Doctors Urge Congress to Increase Medicare Pay

Linda Kalmus is a Medicare patient who has survived cancer and heart attacks. She spoke at the Houston event.

"We have got to step forward, we have got to stand behind our good doctors, and we have got to be able to keep our good doctors."

Kalmus spoke out because Medicare just cut doctor payments by 21 percent. The cut occurred when a funding formula kicked in automatically. Most doctors believe that when Congress returns from its Easter break, it will vote to override the automatic cut. This last-minute save has happened every year for a decade, but each time it causes great uncertainty among doctors. Dr. Bill Gilmer is president of the Harris County Medical Society.

"Some doctors are opting out of the Medicare program completely, some are taking fewer Medicare patients, some are taking no new Medicare patients, and some doctors are just throwing up their hands, leaving the profession and retiring early."

Gilmer a neurologist, says that the end result is that Medicare payments stay essentially flat.

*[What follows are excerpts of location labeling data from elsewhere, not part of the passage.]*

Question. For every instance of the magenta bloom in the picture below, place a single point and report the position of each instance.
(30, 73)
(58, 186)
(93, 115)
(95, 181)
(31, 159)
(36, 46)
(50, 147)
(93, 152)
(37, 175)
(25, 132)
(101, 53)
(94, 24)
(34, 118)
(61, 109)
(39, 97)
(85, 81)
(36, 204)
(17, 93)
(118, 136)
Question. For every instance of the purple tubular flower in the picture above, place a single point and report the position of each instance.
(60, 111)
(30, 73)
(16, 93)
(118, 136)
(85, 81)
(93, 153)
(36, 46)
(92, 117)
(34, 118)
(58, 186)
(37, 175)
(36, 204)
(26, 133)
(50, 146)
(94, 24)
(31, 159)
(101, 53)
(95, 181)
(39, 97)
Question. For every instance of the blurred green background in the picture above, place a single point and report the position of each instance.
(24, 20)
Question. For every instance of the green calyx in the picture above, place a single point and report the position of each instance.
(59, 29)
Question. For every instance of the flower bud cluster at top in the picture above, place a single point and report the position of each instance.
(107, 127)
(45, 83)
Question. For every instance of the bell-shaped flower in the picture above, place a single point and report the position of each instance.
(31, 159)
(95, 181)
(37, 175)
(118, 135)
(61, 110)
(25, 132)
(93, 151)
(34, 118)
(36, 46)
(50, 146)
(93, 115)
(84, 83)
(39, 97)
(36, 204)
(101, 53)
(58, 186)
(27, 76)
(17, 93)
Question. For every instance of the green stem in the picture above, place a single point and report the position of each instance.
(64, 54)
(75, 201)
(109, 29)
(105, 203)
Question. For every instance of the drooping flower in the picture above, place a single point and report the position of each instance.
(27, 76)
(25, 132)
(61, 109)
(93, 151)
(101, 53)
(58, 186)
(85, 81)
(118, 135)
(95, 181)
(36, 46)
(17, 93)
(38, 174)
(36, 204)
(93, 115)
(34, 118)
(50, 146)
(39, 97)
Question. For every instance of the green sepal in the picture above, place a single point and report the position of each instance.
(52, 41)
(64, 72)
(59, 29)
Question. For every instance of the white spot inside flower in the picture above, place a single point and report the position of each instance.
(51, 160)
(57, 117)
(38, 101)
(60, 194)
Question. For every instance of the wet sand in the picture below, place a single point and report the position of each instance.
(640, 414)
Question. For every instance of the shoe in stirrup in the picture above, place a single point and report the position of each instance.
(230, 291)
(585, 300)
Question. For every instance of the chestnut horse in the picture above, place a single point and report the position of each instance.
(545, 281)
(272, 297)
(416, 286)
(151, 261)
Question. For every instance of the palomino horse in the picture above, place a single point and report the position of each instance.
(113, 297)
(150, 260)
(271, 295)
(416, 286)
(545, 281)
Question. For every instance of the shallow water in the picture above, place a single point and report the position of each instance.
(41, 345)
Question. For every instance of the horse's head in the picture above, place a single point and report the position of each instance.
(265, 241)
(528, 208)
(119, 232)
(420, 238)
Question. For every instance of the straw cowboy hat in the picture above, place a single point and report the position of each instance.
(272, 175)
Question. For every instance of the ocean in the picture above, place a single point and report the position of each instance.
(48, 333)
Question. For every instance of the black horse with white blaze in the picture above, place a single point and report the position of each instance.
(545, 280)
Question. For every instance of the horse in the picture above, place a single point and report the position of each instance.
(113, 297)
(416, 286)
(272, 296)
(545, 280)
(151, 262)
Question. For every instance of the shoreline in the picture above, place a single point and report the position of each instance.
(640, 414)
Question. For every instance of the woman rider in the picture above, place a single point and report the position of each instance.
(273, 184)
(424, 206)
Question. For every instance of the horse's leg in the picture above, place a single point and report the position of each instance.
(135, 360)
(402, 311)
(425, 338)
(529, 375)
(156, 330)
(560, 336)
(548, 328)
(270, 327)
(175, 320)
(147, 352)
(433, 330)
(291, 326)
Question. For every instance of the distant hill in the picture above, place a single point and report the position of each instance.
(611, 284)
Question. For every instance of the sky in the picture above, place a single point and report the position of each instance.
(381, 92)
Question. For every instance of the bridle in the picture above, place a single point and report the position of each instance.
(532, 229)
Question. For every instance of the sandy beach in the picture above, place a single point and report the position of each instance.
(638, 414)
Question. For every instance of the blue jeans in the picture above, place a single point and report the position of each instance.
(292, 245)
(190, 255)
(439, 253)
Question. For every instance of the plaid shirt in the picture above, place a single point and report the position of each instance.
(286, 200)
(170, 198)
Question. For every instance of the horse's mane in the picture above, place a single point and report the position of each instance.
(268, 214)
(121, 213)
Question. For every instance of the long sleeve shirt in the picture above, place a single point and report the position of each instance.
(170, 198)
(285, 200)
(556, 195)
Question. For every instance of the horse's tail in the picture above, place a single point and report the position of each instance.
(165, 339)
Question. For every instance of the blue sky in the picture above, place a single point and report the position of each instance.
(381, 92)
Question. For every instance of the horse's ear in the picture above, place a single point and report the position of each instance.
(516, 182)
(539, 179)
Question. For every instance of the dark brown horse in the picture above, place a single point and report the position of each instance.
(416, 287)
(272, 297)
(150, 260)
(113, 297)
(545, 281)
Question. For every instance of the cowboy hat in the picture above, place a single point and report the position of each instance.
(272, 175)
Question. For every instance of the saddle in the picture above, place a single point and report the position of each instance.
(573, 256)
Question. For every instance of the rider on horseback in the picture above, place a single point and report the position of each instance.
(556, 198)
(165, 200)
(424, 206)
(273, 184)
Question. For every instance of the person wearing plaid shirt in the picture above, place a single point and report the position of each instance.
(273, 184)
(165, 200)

"Each year inflation goes up, my secretaries get a raise, my rent goes up, my cost of doing forms goes up, but Medicare has graciously kept us flat, not negative, but keeping flat does not keep up with the expenses that we all have."

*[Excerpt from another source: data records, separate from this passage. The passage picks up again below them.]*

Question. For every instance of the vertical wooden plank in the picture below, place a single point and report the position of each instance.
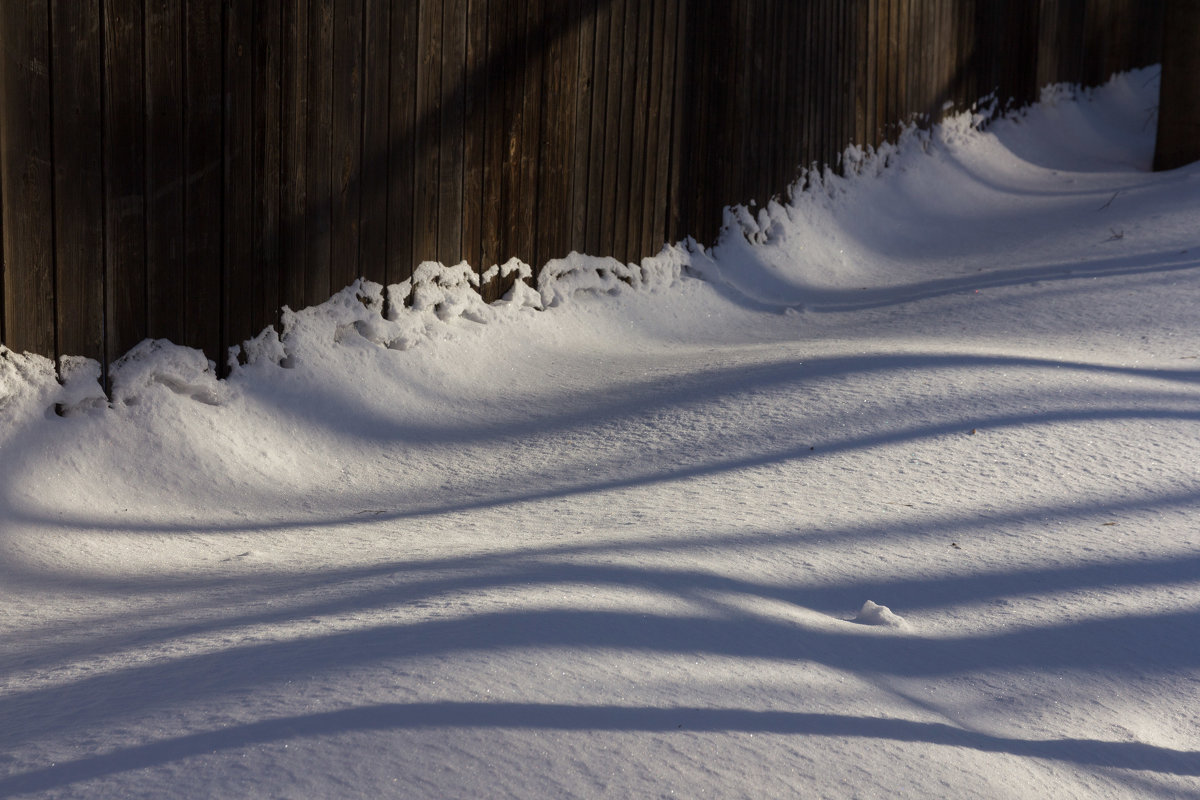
(585, 83)
(598, 128)
(124, 178)
(347, 188)
(511, 62)
(861, 76)
(429, 131)
(451, 139)
(654, 233)
(559, 67)
(267, 32)
(475, 131)
(679, 188)
(875, 48)
(204, 158)
(373, 216)
(78, 191)
(28, 202)
(639, 124)
(609, 216)
(529, 152)
(402, 143)
(165, 170)
(499, 76)
(238, 256)
(293, 187)
(319, 146)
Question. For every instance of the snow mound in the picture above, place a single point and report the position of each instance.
(871, 613)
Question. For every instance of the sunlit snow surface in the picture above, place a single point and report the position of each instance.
(617, 536)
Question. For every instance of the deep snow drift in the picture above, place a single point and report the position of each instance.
(892, 493)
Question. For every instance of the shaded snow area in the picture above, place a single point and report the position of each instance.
(892, 493)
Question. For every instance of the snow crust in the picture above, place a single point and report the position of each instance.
(612, 535)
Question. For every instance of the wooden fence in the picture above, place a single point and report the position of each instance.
(183, 168)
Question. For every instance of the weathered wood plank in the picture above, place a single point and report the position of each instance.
(453, 133)
(125, 157)
(78, 191)
(239, 184)
(559, 77)
(609, 190)
(347, 187)
(529, 152)
(679, 178)
(598, 133)
(654, 196)
(293, 186)
(498, 74)
(586, 18)
(429, 131)
(475, 121)
(267, 107)
(402, 143)
(28, 200)
(373, 170)
(319, 146)
(203, 163)
(165, 172)
(639, 124)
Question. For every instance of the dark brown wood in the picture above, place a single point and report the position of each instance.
(238, 256)
(597, 128)
(653, 211)
(631, 203)
(373, 170)
(271, 151)
(319, 148)
(585, 84)
(557, 137)
(125, 155)
(453, 133)
(510, 62)
(203, 167)
(402, 143)
(293, 178)
(165, 172)
(475, 126)
(613, 103)
(678, 169)
(267, 107)
(347, 143)
(78, 185)
(28, 200)
(1177, 140)
(497, 73)
(429, 131)
(532, 41)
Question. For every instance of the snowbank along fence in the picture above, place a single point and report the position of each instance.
(183, 168)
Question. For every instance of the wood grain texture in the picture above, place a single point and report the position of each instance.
(203, 167)
(268, 152)
(78, 185)
(125, 162)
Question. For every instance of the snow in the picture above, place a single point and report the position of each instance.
(892, 493)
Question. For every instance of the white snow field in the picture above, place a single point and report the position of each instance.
(893, 493)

The Medicare Payment Advisory Commission, which advises Congress, reports that Medicare pays doctors about 25 percent less than private insurance. Medicaid payments are even lower. And doctors are more likely to accept new patients if they are covered by private insurance, not Medicare or Medicaid.

Congressman Gene Green says that the House tried to fix the Medicare payment formula in the reform bill, but the Senate version left it out.

"We don't have a public option in the plan that passed. Medicare is still our only public option. But we need Medicare to serve our seniors. We don't need doctors bailing out of the program."

Most doctors are still accepting new Medicare patients, but Gilmer warned that could change.

"Without a permanent solution, many of the new health reforms just enacted won't work."

For the KUHF Health Science and Technology Desk, I'm Carrie Feibel.